From the moment Ireland’s Call thundered out inside the Millennium Stadium it was obvious something special was in the air. Never had a chorus of anything but Hen Wlad Fy Nhadau reverberated under the roof of Cardiff’s iconic venue to such deafening levels.
The green hoards descended upon Cardiff to make this World Cup tie feel as though it was being played in Dublin. The irony is that there were undoubtedly more Irish fans here among the 72,163 attendance than would have been at the Aviva Stadium. And with the roof closed, the decibel levels rose to unprecedented levels.
“I can barely hear myself think,” quipped Jamie Heaslip as he strained to hear the questions in his pitch-side interview after the game.
Ireland expected commitment but what they got was a remarkable display of heroism in the face of cruel adversity as injuries took a terrible toll.
The fans had answered their country’s call and played their part in yet another memorable day in the Welsh capital, which has become a home from home for Irish rugby over the past decade.

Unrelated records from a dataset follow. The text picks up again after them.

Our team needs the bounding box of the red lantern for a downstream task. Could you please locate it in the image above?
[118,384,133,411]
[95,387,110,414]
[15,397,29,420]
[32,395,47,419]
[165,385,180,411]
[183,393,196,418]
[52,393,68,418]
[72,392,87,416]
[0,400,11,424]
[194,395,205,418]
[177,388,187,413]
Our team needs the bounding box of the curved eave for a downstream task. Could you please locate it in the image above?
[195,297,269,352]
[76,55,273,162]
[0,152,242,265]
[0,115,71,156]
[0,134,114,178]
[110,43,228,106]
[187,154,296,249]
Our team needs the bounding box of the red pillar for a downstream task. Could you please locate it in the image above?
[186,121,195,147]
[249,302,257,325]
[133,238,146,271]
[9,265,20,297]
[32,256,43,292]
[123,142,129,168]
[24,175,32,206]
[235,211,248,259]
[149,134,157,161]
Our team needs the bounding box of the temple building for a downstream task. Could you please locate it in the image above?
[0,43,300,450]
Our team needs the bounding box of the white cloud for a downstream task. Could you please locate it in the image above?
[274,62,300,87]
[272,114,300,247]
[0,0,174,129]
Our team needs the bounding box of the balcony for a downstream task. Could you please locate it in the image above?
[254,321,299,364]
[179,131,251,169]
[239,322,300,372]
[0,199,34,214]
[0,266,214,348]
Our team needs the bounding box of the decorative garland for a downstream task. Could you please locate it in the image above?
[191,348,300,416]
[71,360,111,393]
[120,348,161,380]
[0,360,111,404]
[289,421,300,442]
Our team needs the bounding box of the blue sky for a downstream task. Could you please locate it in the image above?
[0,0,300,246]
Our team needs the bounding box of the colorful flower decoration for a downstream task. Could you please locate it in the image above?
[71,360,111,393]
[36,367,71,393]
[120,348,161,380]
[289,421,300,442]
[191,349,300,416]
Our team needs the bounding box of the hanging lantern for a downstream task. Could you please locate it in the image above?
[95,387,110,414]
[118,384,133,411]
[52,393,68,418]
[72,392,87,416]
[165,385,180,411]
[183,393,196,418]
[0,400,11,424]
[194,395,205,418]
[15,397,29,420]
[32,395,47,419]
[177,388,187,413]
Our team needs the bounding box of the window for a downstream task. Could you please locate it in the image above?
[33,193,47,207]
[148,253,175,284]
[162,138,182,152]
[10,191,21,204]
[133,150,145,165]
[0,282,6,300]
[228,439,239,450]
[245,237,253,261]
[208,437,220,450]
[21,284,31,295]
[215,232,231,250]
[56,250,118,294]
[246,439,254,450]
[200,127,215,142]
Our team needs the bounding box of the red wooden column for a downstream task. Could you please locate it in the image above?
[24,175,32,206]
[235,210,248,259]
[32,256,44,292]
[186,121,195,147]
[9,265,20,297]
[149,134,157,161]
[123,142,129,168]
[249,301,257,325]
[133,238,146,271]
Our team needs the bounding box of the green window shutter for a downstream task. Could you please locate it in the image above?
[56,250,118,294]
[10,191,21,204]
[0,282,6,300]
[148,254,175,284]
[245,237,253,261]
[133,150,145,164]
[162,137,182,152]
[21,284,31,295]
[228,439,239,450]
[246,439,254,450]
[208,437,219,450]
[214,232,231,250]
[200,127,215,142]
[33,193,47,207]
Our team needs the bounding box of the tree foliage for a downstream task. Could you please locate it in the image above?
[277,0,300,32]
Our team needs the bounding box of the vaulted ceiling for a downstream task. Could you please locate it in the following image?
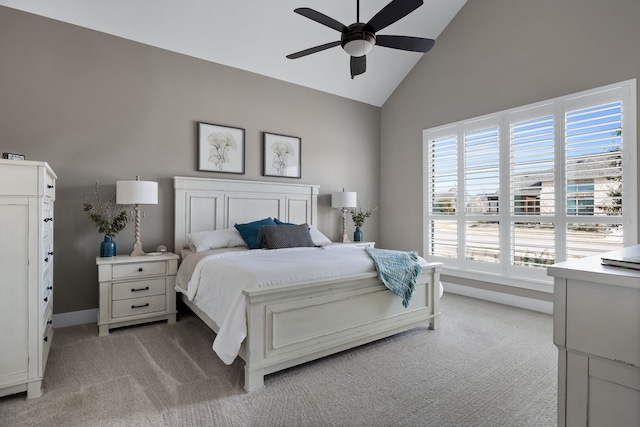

Munster twice lifted the Heineken Cup here against French opposition, in 2006 against Biarritz and 2008 against Toulouse.
Leinster returned in 2011 to produce the most remarkable comeback in Heineken Cup Final history against Northampton Saints. And by then, Ireland had finally broken their intolerable 61-year wait to claim a Grand Slam.
Heaslip, a veteran of 84 Tests later added: “I’ve been lucky enough to play in some huge games for Leinster, Ireland and the British Lions but that atmosphere surpassed anything I’ve ever played in before.
“Both sets of fans were a credit to the game. At times our lungs were bursting and our legs were on fire but to hear the French chanting Allez Les Bleus and the Irish respond with Fields of Athenry and Ole Ole Ole was incredible. When you looked up during any break, all you could see was green. They were the 16th man who gave us a huge lift.
“It even started before the game when we were on the team bus coming in to the stadium through the crowds. I had flash backs of the Grand Slam game. It was unbelievable.” Of all those previous triumphs, none of those were in the face of such adversity as this given the loss two talismen before half-time.
The Millennium Stadium had hosted them all so it was with excitement and a hint of confidence that Irish fans arrived, ready to see two of Europe’s heavyweight go toe to toe.
And it was like sitting ringside at a world title bout in that opening 40 minutes, described as a “slug-fest” by Heaslip.
The ferocity of the tackle, the commitment of the charge and the unrelenting intensity of the breakdown was brutal yet utterly compelling. This was blood and thunder rugby at its best.
Spectators winced and groaned at every bone-jarring challenge but you could not take your eyes off these 30 players, these warriors, as they slugged it out for 12 rounds. All that was missing was the gloves.
Joe Schmidt had been building to his moment for the past six months. Everything they had done, every training session, each of their summer fixtures and even their pool games thus far were merely the hors d’oeuvres.
Ireland had never beaten France in the World Cup after defeats in 1995, 203 and 2007, all by 22 points or more. This was the moment Ireland had to peak and they did.
France looked out on their feet yet it was Ireland who suffered not just once, or even twice, but three times to injury.
First Jonathan Sexton limped off with groin injury though it was a jarring tackle by Louis Picamoles that finished him off. Enter Ian Madigan and the Dubliner emerged from the shadow of Sexton and stood tall in the full glare of World Cup rugby.
Ireland then had to walk past the prone figure of Paul O’Connell as they made their way to the dressing room at half-time, rubber-necking for news of their captain. They were to also lose the services of the outstanding Peter O’Mahony before the game was won.
The squad rallied, Irish fans celebrated but for this moment of glory, Ireland could yet pay a heavy price.